On Wednesday, Dolores Hunter vs. Phillip Morris USA went to trial for the third time in seven years. The trial could have wide-reaching implications for the tobacco company. In their opening statements, the attorneys chose to focus on the legacy of a single Yukon-Kuskokwim Delta man whose early death has resulted in 14 years of litigation.
Benjamin Francis was a musician and dog musher who spent his life in the Lower Yukon’s villages. A trained firefighter and forestry technician, he helped his community where he could. In St. Mary’s, he briefly served as acting chief of police and fire chief. When the Alaska Native Claims Settlement Act passed, he helped translate the bill into Yup’ik for his neighbors.

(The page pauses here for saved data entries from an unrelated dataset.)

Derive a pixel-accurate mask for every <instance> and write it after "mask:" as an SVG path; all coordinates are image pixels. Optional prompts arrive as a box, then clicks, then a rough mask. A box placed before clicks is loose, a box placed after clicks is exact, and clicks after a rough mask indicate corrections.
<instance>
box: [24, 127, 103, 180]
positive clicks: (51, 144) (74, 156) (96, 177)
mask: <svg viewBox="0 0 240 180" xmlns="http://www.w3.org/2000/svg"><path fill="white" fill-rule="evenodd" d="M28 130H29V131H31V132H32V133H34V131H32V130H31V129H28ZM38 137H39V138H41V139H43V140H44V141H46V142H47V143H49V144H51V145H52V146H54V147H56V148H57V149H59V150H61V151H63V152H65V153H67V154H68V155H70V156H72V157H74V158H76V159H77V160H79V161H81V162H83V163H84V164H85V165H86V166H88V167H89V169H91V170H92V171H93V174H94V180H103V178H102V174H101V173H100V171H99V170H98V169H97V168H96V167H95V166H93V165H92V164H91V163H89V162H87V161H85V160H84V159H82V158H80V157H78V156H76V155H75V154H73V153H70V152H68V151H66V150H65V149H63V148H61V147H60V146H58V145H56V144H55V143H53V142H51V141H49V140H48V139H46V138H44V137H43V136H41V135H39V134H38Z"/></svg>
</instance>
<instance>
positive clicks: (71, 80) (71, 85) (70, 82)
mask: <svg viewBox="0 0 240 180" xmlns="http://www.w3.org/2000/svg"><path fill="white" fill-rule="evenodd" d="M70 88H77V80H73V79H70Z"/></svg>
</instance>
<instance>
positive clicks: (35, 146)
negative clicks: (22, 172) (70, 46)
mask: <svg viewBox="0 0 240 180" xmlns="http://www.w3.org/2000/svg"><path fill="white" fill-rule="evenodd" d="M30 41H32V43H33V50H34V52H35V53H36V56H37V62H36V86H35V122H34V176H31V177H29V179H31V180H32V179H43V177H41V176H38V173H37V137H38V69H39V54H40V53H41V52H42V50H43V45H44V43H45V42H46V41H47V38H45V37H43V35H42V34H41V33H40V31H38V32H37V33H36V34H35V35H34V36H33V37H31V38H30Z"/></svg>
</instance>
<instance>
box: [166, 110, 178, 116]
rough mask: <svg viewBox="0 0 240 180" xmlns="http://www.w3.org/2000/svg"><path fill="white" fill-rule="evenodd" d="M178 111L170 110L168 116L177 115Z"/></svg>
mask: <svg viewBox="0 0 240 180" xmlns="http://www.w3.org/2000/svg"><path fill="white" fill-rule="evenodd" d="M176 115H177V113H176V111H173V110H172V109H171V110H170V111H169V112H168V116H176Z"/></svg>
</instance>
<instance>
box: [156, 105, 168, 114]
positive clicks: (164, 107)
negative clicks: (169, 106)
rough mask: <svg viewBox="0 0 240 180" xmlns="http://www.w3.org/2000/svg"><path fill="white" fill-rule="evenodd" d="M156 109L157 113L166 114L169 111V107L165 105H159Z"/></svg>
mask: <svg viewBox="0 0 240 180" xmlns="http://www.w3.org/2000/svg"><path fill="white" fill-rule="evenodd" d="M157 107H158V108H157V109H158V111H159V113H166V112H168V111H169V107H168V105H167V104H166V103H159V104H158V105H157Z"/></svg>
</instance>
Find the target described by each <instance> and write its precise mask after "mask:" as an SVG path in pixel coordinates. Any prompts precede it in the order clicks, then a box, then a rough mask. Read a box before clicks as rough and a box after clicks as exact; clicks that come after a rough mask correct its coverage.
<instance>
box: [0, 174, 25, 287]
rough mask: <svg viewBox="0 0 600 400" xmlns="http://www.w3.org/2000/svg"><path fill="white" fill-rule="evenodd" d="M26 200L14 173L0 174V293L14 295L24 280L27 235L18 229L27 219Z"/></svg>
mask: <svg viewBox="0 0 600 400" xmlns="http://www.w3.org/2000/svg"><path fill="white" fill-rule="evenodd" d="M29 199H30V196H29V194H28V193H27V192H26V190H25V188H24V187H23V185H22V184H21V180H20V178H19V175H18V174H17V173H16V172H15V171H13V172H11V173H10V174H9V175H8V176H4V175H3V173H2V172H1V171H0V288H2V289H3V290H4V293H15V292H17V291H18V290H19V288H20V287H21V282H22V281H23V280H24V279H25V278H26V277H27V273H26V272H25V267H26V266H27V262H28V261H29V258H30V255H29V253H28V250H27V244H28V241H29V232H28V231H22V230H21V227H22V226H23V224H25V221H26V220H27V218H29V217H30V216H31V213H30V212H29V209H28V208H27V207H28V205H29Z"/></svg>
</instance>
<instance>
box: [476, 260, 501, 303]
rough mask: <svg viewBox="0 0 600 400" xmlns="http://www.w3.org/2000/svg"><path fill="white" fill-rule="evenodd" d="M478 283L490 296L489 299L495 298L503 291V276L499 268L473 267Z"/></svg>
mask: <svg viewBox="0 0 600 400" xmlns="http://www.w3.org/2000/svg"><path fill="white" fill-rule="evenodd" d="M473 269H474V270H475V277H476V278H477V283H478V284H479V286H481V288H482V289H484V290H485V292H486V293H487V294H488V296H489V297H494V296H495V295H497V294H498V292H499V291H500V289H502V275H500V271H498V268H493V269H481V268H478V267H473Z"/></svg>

Francis was also a smoker. His friends think he started when he was about 10 years old, and he tried and failed to quit. When he was diagnosed with lung cancer, he told his common-law wife, Dolores Hunter, that he was sorry. Francis died of cancer in 2004 at 52 years old.
Hunter and her two sons have been suing Phillip Morris for damages for years. In his opening statement, Hunter’s attorney, Don Bauermeister, claimed that the tobacco company deliberately misled smokers like Francis for decades.
“The fraud was real,” Bauermeister told the jury.
Francis started smoking as a child, Bauermeister argued, because companies like Phillip Morris marketed their products to children. Adults, meanwhile, were unaware of exactly how dangerous cigarettes could be.
“It was excused,” Bauermeister said. “His parents didn’t know, his teachers didn’t know. They were fooled, [so] he was fooled.”
Francis also favored Marlboro Lights, Bauermeister said, a brand Phillip Morris had misleadingly marketed as a healthier brand of cigarette.
In his own opening statement, Phillip Morris attorney Stan Davis didn’t dispute that smoking may have contributed to Francis’ death or that Phillip Morris’ past marketing was misleading. But he claimed that Francis rarely saw Phillip Morris ad campaigns, and when he did, they didn’t fool him. Doctors repeatedly told Francis to quit, Davis said. He knew cigarettes were bad for him.
“This is a fraud case,” Davis reminded the jury, and stressed that the jury’s job was to determine whether Francis was “tricked or fooled.”
Francis knew the risks, said Davis. He chose to smoke anyway.
The attorneys’ opening statements each lasted about an hour Wednesday morning. They expect the rest of the trial to last three to four weeks.